Ян уставился на него:
– Вы, Прайндль, вы?..
Но танцовщица бросила него быстрый взгляд:
– Смотрите-ка на маленького Феликса! Я не считала тебя таким хитрым, мой прекрасный буби! Ты хочешь заработать много денег?
– Нет, – ответил молодой врач, – мне наплевать на деньги. Я это делаю ради науки.
Он встал и отодвинул свой стул:
– Пойдёмте, господа, нам здесь больше нечего делать!
Но Иффи схватила его за руку.
– Не так быстро, малыш, воскликнула она, – я хотела бы сказать ещё словечко!
Она обратилась к Яну:
– Один вопрос: вы берёте назад своё предложение?
– Я оставляю его в силе, – ответил Ян. – Иво выше, сильнее. Короче, он более пригоден для наших целей.
– И вы хотите много заплатить? – продолжала она свои вопросы. – Сколько?

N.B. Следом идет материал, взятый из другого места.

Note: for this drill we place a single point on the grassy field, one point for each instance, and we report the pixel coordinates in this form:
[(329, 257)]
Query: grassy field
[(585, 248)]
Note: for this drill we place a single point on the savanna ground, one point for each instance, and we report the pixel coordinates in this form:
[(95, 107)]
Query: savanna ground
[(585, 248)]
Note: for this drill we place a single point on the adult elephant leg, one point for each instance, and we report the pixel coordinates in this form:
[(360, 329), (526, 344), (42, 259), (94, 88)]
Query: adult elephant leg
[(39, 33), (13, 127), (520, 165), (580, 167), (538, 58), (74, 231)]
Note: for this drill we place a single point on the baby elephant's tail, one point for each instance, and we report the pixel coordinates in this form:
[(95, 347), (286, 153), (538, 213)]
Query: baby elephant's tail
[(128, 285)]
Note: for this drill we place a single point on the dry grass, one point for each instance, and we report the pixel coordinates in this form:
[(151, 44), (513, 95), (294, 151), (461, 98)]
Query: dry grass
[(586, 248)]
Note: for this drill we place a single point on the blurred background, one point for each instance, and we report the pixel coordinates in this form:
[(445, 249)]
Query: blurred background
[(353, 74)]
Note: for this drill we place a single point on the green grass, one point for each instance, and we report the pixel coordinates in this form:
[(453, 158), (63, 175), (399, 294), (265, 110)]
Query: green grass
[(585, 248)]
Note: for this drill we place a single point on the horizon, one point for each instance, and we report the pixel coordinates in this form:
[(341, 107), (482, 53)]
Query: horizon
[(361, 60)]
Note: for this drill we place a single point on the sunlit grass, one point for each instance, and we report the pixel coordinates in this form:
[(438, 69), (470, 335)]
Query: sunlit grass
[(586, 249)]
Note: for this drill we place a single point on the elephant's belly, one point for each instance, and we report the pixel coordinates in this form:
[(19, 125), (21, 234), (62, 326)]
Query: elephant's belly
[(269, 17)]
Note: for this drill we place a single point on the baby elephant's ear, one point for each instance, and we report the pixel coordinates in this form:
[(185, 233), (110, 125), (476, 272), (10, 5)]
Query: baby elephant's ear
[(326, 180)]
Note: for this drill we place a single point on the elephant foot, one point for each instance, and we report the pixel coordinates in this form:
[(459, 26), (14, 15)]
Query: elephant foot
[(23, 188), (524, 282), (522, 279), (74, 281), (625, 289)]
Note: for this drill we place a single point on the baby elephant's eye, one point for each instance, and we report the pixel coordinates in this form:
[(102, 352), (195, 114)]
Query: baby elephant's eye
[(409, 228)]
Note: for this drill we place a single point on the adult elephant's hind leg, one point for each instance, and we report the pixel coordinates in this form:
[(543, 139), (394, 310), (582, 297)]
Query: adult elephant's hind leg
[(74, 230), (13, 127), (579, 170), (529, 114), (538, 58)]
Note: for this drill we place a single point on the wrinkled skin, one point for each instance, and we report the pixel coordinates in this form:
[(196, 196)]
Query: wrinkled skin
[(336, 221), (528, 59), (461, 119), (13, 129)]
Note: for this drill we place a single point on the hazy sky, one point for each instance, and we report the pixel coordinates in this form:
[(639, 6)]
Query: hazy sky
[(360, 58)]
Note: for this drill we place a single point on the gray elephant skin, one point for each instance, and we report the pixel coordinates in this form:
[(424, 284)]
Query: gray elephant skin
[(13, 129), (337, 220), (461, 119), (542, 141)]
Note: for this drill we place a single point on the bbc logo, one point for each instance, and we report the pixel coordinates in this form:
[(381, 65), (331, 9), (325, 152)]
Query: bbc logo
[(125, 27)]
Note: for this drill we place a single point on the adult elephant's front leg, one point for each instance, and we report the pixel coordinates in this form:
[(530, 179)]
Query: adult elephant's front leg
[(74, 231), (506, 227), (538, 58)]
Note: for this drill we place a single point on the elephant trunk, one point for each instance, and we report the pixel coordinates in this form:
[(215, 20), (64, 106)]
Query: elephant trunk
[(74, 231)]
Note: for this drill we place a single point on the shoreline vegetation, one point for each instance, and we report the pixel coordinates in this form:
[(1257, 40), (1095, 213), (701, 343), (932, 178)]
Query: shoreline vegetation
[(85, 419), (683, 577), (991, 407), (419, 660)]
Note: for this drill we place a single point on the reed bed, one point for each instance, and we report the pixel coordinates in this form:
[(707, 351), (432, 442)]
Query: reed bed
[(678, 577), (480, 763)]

– Ваш партнёр сможет избавить от нищеты свою семью, – сказал Ян.
Она насмешливо воскликнула:
– Свою семью! А я? Я при чем? Я что – могу позволить себе роскошь заниматься благотворительностью? Назовите, господа, сумму! Мы уже сами будем знать, что делать с деньгами! Итак, поторгуемся! Предлагайте, милостивый государь!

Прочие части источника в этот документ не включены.